What Is a Claims-Made Policy?
A claims-made policy refers to an insurance policy that provides coverage when a claim is made against it, regardless of when the claim event occurred. A claims-made policy is a popular option for when there is a delay between when events occur and when claimants file claims. However, the policy only covers claims made while the policy is active. Businesses often carry claims-made policies or occurrence policies, which extend coverage for claims made on inactive policies if claim events occurred when the policies were active.
- A claims-made policy is an insurance policy that covers an insured for claims on active policies, regardless of when the claim event occurred.
- Businesses usually carry a claims-made or an occurrence insurance policy.
- A claims-made policy is a favorable option when there is a likelihood of delays between when claim events occur and when claims are filed.
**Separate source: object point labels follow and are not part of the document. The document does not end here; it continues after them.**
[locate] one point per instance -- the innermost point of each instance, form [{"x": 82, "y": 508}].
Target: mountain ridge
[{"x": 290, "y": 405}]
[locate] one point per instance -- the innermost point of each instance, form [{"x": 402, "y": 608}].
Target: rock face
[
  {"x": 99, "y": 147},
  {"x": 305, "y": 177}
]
- Some insurance companies offer limited versions of the claims-made policy, known as the claims-made and reported policy, which covers claims made against the insured and reported within a policy period.
- Occurrence policies cover the insured for claim events occurring during the life of the policy or a specific period, even if a claim is filed on an inactive policy.
Understanding Claims-Made Policies
A claims-made policy is a type of insurance policy most commonly used to cover the risks associated with business operations. For example, these policies are often used to cover the potential for mistakes associated with errors and omissions (E&O) in financial statements. They are also used to cover businesses from claims made by employees, including wrongful termination, sexual harassment, and discrimination claims.
Claimants may make claims against a policy months after the claims' event takes place. This type of liability is referred to as employment practices liability and may also cover the actions of directors and officers of the business.
Insurance companies may also offer claims-made and reported policies, which most find less desirable than a standard claims-made policy because claims must be reported during the policy period to be covered. This reduces the amount of time that a business can expect to be covered, which can be a problem in situations when many months pass between the claim event and the claim filing.
Claims-Made vs. Occurrence
Nearly all liability policies fall into one of two categories: claims-made or occurrence.
A claim made while the policy is in force triggers coverage for a claims-made policy. The insurance company is obligated to defend the policyholder and pay for the claims. The insurance policy will include a specified period in which coverage applies, and any claims made during that time are covered under the policy. This type of trigger is different from an occurrence policy, which is based on the time in which the claim event occurred since the occurrence policy trigger only covers claims that come from incidents that fell during a specified period. Occurrence policies don’t specify when the accident must take place, as long as the injury or damage it causes occurs during the policy period.